According to the RGJ, “A fiscal note accompanying the measure estimates it would result in the loss of up to $7 million in annual tax revenues, or about 0.19 percent of the total income Nevada collected in fiscal year 2017.”

As much as it would hurt Nevada to lose $7 million dollars in tax revenues, it’s unfair to expect most women in your life to continue to add to that $7 million each year.

Question 3

Question three is a hot topic and not just because it’s electric. Question three is about having a choice of energy providers in the state of Nevada. This is the most controversial question on the ballot and has had the most media coverage.

This measure would take away NV Energy’s power monopoly and allow Nevada residents to pick their own power provider by 2023.

Those who support the measure have estimated that the change will save consumers approximately $11 per month on their electric bills. Those who oppose the measure say that opening the market will cost consumers an extra $25 per month.

If there was any ballot question to pay close attention to, it’s this one. Vote on this question. If you ever plan on turning on a light in the state of Nevada, this ballot measure will impact you. Stop the naivety, stop the ignorance and go out and vote.

Question 4

Question four is about exempting certain medical equipment from taxes.

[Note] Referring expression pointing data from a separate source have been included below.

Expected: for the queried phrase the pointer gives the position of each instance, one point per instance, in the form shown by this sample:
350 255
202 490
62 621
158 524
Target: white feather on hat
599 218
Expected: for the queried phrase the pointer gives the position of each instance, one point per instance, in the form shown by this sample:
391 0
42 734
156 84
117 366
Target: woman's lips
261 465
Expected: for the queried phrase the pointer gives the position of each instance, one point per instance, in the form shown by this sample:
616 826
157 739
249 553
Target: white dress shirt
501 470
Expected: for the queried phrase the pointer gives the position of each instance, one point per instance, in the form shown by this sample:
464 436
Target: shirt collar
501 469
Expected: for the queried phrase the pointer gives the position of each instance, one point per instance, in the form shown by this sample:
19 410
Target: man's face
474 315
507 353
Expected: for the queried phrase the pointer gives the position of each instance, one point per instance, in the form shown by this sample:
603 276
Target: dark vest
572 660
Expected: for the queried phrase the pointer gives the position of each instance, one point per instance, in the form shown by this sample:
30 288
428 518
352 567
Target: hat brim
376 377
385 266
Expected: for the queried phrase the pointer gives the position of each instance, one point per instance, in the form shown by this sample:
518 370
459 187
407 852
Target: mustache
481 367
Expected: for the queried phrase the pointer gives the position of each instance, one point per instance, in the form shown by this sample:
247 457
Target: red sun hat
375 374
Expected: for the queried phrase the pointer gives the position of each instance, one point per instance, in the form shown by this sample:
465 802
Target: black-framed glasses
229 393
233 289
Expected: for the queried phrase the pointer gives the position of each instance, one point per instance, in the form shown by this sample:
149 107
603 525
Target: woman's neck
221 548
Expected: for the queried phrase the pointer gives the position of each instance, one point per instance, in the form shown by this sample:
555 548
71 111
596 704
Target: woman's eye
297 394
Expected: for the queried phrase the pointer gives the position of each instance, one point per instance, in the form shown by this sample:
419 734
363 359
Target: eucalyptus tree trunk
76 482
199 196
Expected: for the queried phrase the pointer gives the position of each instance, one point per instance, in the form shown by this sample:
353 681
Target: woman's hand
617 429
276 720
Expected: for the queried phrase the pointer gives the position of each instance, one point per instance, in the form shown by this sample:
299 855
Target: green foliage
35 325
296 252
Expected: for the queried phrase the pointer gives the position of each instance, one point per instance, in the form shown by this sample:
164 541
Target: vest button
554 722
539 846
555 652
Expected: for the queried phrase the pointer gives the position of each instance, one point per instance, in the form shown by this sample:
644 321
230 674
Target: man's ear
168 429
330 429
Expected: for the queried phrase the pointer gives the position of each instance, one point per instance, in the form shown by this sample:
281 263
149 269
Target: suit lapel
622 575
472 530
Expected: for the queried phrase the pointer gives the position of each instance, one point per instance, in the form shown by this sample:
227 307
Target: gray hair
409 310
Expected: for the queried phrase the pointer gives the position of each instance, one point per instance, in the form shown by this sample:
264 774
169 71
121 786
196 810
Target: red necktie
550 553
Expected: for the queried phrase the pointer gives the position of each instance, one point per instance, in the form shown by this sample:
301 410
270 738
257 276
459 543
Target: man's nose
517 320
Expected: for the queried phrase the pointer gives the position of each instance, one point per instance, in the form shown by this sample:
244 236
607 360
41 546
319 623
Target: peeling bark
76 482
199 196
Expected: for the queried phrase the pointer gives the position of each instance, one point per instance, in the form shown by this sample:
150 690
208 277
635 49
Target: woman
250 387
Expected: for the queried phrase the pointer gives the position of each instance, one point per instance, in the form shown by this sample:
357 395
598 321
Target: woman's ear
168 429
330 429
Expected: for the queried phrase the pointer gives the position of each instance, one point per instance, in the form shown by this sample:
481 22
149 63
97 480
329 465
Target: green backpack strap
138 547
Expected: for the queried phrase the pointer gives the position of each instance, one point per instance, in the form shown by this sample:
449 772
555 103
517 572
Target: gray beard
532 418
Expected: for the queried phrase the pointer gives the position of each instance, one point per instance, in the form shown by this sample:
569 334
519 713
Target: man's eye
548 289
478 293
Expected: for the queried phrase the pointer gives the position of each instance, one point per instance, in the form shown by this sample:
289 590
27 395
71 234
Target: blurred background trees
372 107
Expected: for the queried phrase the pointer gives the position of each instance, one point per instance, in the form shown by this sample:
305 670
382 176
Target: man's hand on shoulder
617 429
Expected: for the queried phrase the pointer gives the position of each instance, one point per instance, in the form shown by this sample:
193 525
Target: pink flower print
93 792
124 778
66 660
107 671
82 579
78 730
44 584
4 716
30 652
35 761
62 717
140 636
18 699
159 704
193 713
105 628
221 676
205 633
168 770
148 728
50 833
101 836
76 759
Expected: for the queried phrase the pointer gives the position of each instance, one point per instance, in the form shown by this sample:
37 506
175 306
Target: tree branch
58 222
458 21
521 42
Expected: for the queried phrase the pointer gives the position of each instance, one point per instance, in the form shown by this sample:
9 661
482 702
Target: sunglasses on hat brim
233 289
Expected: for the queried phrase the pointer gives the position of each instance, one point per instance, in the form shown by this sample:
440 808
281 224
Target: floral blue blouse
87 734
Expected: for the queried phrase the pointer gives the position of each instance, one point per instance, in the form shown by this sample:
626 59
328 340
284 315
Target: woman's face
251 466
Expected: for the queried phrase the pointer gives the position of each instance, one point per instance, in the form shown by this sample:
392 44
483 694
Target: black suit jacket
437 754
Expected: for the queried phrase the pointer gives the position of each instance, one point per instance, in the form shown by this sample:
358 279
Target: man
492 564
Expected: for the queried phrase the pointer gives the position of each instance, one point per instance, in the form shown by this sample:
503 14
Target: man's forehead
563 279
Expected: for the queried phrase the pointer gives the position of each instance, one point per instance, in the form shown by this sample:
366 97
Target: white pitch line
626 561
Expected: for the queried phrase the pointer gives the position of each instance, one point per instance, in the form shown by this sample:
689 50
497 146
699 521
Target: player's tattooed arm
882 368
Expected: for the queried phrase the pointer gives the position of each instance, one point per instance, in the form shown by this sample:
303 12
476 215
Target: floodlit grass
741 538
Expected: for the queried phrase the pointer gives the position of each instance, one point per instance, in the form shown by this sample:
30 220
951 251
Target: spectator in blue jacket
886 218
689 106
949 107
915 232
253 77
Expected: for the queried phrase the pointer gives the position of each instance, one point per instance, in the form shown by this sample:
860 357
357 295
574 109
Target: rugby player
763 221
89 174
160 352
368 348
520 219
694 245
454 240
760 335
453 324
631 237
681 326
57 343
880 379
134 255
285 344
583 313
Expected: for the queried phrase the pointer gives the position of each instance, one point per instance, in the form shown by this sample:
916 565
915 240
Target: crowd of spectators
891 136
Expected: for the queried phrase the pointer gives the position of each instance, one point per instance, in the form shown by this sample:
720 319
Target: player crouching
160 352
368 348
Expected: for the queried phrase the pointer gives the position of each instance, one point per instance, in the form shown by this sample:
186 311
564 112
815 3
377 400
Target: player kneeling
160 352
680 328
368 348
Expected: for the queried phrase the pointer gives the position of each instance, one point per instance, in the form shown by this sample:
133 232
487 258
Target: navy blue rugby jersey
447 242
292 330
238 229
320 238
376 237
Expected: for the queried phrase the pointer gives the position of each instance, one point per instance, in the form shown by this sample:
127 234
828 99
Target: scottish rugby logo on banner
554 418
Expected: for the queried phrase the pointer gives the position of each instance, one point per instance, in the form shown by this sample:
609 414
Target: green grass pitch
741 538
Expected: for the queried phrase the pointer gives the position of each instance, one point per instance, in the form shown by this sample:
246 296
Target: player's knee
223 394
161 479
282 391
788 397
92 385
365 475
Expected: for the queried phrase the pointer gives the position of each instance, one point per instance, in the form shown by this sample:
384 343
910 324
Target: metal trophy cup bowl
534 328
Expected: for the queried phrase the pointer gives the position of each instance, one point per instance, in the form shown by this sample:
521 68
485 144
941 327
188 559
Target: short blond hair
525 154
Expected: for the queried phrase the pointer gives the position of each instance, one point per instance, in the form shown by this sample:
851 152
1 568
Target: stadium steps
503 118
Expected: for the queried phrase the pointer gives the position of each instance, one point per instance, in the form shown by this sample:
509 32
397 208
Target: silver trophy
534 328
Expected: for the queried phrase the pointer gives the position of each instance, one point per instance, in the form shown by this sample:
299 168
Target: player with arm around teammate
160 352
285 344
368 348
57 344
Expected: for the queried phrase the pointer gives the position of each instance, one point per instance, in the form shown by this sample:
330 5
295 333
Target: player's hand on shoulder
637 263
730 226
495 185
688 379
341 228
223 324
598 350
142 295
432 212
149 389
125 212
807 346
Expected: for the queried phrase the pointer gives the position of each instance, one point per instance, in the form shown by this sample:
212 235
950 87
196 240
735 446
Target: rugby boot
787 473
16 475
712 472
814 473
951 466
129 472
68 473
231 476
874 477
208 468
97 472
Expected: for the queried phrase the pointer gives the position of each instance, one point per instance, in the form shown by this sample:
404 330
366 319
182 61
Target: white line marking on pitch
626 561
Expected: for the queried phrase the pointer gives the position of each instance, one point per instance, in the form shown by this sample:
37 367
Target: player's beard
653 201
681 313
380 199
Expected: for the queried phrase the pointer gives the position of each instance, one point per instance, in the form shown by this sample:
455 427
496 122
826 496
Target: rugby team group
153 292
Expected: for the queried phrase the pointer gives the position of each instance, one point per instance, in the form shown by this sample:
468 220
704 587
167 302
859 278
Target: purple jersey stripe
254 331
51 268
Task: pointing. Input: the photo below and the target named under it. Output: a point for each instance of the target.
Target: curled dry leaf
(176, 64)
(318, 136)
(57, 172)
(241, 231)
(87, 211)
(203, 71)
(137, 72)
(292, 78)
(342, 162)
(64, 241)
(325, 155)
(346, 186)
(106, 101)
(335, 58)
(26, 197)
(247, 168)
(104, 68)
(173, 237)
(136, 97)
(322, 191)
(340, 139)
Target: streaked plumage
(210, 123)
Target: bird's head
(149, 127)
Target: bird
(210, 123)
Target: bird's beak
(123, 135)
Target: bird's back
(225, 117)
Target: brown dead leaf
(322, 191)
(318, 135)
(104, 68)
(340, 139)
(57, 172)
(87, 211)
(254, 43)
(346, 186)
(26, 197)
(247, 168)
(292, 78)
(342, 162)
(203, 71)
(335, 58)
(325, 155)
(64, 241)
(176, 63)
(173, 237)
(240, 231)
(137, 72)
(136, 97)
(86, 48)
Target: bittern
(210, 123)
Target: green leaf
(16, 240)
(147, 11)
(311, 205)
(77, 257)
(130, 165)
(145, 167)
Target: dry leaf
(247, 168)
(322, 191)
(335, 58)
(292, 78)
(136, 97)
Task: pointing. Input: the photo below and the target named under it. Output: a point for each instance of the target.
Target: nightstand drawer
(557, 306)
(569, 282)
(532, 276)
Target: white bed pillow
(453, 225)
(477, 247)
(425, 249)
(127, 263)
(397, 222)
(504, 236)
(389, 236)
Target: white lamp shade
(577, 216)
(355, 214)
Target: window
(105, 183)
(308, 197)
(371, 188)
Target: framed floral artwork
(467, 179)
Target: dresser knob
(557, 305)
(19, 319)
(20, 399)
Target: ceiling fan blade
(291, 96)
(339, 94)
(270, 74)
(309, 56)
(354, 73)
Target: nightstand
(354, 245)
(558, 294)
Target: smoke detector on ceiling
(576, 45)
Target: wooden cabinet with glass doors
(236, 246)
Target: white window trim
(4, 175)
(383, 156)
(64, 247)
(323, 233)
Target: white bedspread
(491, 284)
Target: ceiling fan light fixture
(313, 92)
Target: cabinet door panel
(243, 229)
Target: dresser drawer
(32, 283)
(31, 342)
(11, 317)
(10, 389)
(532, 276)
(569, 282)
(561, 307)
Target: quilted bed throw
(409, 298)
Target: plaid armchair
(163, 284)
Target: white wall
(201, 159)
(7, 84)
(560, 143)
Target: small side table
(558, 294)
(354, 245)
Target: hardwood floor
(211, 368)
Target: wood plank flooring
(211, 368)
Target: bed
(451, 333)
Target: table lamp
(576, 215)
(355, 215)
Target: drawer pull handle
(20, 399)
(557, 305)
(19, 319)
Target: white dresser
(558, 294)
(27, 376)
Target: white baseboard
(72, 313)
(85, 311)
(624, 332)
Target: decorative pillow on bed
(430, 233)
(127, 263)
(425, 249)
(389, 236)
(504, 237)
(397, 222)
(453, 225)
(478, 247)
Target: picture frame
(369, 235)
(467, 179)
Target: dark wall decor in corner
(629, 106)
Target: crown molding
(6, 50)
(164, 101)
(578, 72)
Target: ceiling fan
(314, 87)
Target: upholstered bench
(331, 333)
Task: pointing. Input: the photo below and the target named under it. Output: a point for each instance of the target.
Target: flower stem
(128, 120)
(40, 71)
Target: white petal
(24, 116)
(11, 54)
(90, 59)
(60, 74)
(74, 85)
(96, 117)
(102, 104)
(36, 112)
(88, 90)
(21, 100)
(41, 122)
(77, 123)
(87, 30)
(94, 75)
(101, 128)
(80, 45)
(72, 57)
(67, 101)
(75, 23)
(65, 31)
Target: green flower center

If question four is passed, then oxygen tanks and mobility devices would be removed from the list of taxable medical equipment. Almost all equipment prescribed by a physician would be removed from being taxed.

The state of Nevada said they are not aware of the financial impact this will bring to Nevada. This question may be too new to pass in November, but it’s a good idea to be aware of the measure as it will probably be on the ballot until it is passed.

Question 5

Measure five on the ballot revolves around automatically registering people to vote when they register at the Nevada DMV. Currently, people can opt-in for this service when registering, but this bill would force people to opt out of being automatically registered to vote.

Let’s be real, if everyone was registered to vote then I wouldn’t be writing this article.

Question 6

The last ballot measure is about requiring state electric producers to buy or generate 50 percent of their power from renewable energy by 2030.

Those supporting the measure say this will create more jobs, cleaner air and make Nevada more sustainable, while the opposition says that this will just increase prices for consumers.

According to the RGJ, state officials said they couldn’t determine the measure’s potential future impacts on state and local governments, though they conceded it may have an effect on Nevada’s overall energy prices.

If this measure is passed this year, it would still have to be confirmed on the 2020 ballot.

Now that you’re more informed on what you’re voting on — please go vote.

You, personally, have a chance of changing your community. You can take initiative and be involved in what personally affects you. If you want to vote, go vote. But if you don’t vote, don’t even think about making a single complaint about the changes you didn’t take an active role in voting for.